The terms healthy, wealthy, and wise do not go far enough
However, healthy, wealthy, and wise do not go far enough in describing the opportunities in the emerging Transformation Economy. It’s not just about staying healthy; it’s about having health & wellbeing. It’s not just about becoming wealthy; it’s about having wealth & prosperity. And it’s not just about being wise; it’s about having knowledge & wisdom. Why put “wisdom” second in this last formulation? Because knowledge is the means to which wisdom is the end, just as health is the means to which wellbeing is the end, and wealth is the means to which prosperity is the end. It is wellbeing, prosperity, and wisdom that most foster human flourishing.

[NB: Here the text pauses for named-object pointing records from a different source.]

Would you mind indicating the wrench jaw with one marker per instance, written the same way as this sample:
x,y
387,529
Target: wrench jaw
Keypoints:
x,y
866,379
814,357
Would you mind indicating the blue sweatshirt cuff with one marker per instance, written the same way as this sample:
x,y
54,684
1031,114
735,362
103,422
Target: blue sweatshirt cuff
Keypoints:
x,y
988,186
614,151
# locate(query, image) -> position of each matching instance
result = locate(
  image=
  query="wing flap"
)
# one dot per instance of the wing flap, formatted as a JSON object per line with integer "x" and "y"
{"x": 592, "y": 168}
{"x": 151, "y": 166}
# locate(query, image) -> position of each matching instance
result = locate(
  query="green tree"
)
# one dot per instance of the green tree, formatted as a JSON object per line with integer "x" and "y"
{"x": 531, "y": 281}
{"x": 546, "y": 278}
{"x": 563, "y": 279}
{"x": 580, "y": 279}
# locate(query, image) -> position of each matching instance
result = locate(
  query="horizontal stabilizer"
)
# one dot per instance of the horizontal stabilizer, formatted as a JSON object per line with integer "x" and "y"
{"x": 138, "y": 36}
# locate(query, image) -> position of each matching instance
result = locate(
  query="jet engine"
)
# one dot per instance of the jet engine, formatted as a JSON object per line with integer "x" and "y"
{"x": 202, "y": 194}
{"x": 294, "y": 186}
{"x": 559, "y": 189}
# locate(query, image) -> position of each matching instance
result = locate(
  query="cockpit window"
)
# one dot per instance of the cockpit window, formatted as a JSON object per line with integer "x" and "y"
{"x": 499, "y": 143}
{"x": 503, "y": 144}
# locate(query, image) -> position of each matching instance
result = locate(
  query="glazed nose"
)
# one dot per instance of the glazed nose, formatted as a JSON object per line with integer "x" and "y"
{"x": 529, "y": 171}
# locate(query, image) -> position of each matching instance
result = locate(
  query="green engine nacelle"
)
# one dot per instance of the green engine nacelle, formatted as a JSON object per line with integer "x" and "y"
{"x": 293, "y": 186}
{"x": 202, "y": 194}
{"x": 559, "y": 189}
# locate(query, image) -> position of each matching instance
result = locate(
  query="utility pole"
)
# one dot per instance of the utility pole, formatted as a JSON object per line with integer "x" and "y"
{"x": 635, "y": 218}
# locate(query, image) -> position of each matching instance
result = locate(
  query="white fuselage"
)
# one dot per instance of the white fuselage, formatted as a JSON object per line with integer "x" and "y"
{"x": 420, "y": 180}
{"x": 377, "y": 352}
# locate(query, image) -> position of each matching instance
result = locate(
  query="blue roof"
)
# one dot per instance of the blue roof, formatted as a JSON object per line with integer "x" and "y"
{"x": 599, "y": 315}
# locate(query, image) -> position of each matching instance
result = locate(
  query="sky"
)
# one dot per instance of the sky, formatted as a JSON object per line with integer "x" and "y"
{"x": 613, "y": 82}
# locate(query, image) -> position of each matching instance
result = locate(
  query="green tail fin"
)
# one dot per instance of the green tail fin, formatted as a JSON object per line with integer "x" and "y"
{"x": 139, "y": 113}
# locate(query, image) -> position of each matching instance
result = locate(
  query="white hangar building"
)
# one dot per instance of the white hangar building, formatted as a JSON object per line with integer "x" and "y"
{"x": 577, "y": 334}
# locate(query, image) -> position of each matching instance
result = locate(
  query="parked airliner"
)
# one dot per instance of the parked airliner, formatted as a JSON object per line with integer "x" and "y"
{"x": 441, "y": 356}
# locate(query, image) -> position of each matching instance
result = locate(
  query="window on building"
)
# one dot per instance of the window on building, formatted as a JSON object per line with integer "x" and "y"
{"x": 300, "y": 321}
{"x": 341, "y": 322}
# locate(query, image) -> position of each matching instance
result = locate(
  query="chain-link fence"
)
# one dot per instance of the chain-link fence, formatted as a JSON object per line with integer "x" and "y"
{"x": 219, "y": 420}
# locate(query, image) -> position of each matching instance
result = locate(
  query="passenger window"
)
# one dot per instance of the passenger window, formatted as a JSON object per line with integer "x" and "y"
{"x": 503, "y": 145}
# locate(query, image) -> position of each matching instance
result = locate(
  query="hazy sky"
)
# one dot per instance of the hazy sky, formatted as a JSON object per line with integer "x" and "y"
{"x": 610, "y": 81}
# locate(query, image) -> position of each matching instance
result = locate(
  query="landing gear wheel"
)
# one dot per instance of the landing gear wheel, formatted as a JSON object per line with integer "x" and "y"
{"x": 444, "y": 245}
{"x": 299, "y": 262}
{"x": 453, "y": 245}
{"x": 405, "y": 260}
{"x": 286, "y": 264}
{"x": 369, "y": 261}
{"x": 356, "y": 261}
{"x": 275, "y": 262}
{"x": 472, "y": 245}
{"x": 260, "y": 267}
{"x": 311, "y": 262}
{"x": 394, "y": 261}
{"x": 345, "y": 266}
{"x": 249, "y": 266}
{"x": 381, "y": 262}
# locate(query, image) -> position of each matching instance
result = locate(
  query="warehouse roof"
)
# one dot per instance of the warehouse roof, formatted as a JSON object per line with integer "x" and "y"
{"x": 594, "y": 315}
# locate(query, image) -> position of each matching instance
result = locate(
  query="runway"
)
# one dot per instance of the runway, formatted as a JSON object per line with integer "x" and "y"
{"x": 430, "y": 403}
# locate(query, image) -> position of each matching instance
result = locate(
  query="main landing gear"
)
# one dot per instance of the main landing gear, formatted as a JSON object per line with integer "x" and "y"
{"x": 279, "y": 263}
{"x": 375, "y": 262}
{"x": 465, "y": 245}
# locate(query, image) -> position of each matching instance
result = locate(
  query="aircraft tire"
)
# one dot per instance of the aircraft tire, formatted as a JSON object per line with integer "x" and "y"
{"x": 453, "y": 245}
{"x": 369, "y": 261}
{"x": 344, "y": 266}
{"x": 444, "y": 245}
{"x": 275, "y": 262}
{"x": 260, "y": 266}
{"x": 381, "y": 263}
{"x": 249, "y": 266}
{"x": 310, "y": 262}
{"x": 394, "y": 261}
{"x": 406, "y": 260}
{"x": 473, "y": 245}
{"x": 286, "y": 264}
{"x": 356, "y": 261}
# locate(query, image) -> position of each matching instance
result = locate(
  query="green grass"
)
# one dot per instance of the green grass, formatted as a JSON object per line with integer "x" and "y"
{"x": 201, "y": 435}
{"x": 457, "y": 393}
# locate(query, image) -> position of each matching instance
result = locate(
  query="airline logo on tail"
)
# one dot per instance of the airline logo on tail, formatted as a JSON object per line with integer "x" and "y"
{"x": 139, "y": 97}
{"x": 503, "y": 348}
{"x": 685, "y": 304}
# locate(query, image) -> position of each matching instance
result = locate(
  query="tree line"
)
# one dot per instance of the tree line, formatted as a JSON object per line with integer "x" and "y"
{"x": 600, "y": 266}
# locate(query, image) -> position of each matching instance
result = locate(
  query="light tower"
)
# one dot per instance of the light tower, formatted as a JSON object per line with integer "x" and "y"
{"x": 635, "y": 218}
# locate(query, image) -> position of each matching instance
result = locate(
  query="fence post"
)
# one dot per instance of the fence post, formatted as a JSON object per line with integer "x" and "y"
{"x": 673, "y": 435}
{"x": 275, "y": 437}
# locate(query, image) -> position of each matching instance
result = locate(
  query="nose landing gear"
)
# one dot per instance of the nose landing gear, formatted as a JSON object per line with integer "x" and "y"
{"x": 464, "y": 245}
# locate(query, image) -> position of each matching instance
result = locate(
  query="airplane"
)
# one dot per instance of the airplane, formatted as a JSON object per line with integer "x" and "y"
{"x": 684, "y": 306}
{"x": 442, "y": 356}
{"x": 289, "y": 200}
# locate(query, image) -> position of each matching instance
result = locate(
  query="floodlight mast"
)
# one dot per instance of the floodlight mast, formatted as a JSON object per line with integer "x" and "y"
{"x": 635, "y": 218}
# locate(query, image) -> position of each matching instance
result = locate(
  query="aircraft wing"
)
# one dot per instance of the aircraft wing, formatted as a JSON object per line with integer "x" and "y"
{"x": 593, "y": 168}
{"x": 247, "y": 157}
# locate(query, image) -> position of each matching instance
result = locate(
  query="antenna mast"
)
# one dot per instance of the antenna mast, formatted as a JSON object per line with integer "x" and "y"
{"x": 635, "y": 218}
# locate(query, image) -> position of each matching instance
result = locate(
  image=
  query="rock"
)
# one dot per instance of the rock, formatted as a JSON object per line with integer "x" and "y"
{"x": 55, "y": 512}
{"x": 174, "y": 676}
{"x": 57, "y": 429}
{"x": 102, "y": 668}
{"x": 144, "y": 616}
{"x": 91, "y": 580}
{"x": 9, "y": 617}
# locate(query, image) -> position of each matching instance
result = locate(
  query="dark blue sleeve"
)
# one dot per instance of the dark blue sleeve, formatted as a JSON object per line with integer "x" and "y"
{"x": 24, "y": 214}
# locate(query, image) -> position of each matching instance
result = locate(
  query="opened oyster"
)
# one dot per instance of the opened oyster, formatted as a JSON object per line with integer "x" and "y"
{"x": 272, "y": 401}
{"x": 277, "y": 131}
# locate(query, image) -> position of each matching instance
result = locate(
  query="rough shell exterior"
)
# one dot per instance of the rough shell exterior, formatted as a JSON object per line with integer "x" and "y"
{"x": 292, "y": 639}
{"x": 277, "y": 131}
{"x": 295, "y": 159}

But they do not encompass all that enables us – as consumers, employees, and businesses – to flourish. It requires one more sphere of transformation: purpose & meaning. In fact, this is the most important sphere within the Transformation Economy, the one without which we simply cannot flourish.
Joe Pine
© 2025 B. Joseph Pine II
[i] In The Transformational Consumer: Fuel a Lifelong Love Affair with your Customers by Helping Them Get Healthier, Wealthier, and Wiser (San Francisco: Berrett-Koehler Publishers, Inc., 2017), p. 16, Tara-Nicholle Nelson calls them “the Three Aspirations”.